Titanfall 2 is a somewhat recent example of a way to balance around this, with the more fun to use guns (Kraber, Cold War, Mozambique) but less effective than a hitscan bullet hose like the CAR. This video is a good example of what I mean, giving good players something to do other than racking up kills with meta weapons. https://www.youtube.com/watch?v=5szruNvGT5c

Double Action: Boogaloo, an action movie themed source mod, takes this a step further with score being earned based largely on the weapon being used, which makes running around punching people more effective than say sitting in a corner with a powerful weapon.
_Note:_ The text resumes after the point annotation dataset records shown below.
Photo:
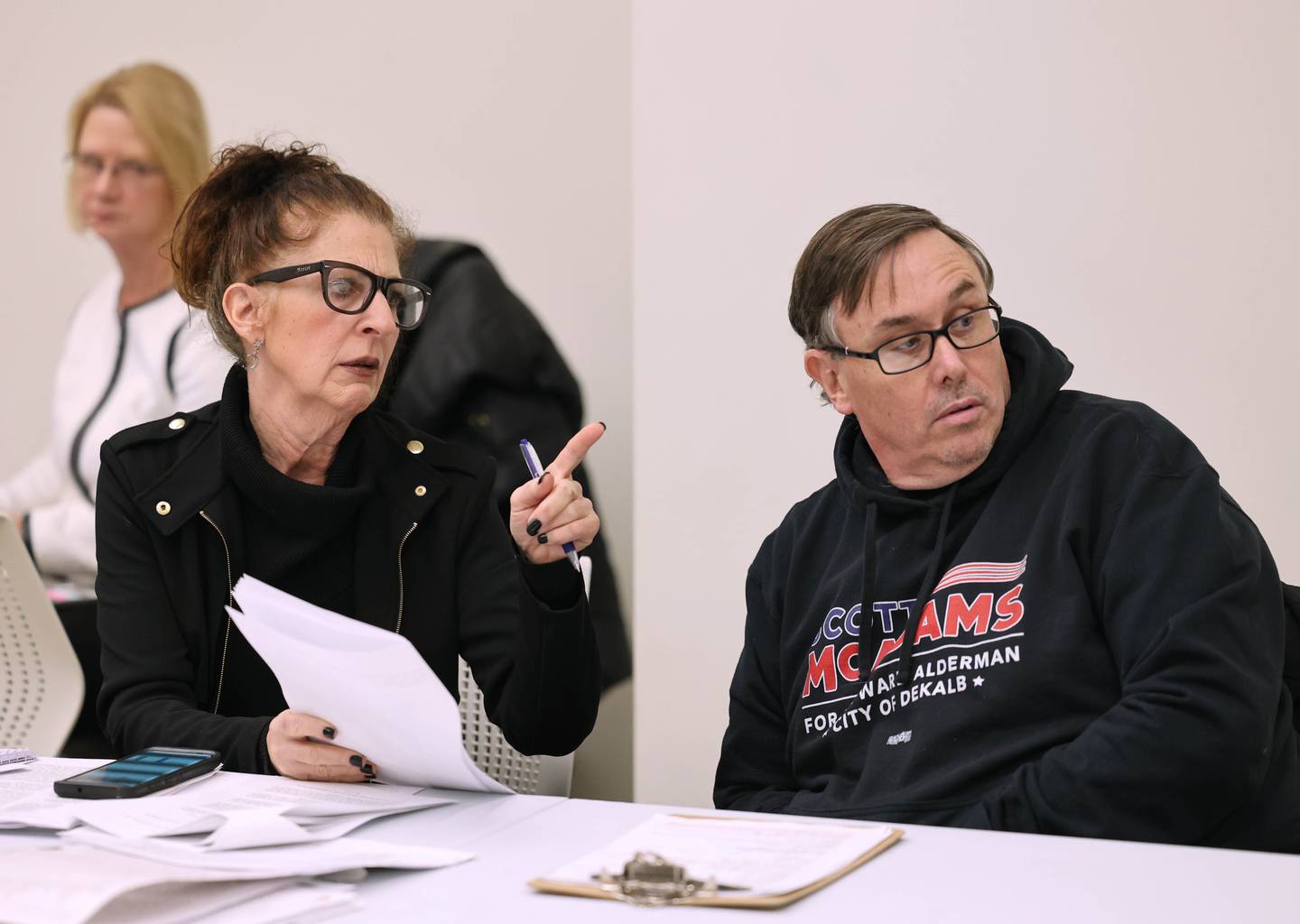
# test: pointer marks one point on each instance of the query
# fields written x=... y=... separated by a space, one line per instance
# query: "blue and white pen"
x=534 y=468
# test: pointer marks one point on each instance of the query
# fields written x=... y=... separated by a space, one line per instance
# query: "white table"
x=933 y=874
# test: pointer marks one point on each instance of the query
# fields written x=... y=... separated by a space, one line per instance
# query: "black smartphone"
x=141 y=773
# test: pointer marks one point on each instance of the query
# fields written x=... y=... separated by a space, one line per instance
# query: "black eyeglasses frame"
x=321 y=266
x=933 y=334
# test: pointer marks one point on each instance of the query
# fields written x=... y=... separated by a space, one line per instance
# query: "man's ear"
x=824 y=369
x=245 y=310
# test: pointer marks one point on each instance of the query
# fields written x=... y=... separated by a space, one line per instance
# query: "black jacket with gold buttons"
x=433 y=561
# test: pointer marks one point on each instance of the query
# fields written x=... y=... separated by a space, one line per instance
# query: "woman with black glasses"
x=292 y=478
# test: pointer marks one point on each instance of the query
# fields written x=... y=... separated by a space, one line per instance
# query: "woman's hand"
x=295 y=750
x=550 y=511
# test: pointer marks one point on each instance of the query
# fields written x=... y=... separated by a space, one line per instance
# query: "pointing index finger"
x=576 y=450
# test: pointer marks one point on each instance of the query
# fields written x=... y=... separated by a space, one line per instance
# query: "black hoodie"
x=1100 y=652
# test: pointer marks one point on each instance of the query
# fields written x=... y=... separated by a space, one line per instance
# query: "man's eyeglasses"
x=912 y=351
x=88 y=167
x=350 y=289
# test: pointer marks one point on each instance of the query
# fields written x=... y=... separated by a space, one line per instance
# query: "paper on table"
x=299 y=901
x=407 y=723
x=757 y=856
x=298 y=859
x=179 y=902
x=68 y=884
x=209 y=808
x=27 y=796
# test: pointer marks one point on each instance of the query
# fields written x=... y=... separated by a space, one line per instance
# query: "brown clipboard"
x=720 y=900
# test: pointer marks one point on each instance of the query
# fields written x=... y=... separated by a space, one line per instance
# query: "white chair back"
x=41 y=681
x=489 y=749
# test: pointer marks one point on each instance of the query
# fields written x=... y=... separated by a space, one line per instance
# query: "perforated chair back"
x=493 y=754
x=41 y=681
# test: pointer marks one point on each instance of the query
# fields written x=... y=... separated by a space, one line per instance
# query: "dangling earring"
x=253 y=359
one major cause of the decline of arena shooters is those who are very good can expect to never die versus new players, causing a very high Dropout rate

I remember there was an interesting twist on this when, IIRC, Fortnite changed its matching algorithm to more likely place better players together with each other.

A bunch of those players were frustrate-to-outraged over the change. The reason that at least some gave? They were losing too much, and sometimes they don't want all the high adrenaline & stress of competitive matches and just want to relax and have it easy. (Yes, I know there have been more issues and complaints about the details of SBMM in Fortnite, this is just one of them)

It struck me as a uniquely selfish view, as though the entire ecosystem should be structured to their own enjoyment rather than that of typical players. Like if Gary Kasporov wanted to play in the local High School chess leagues and threw a fit when he was told he couldn't.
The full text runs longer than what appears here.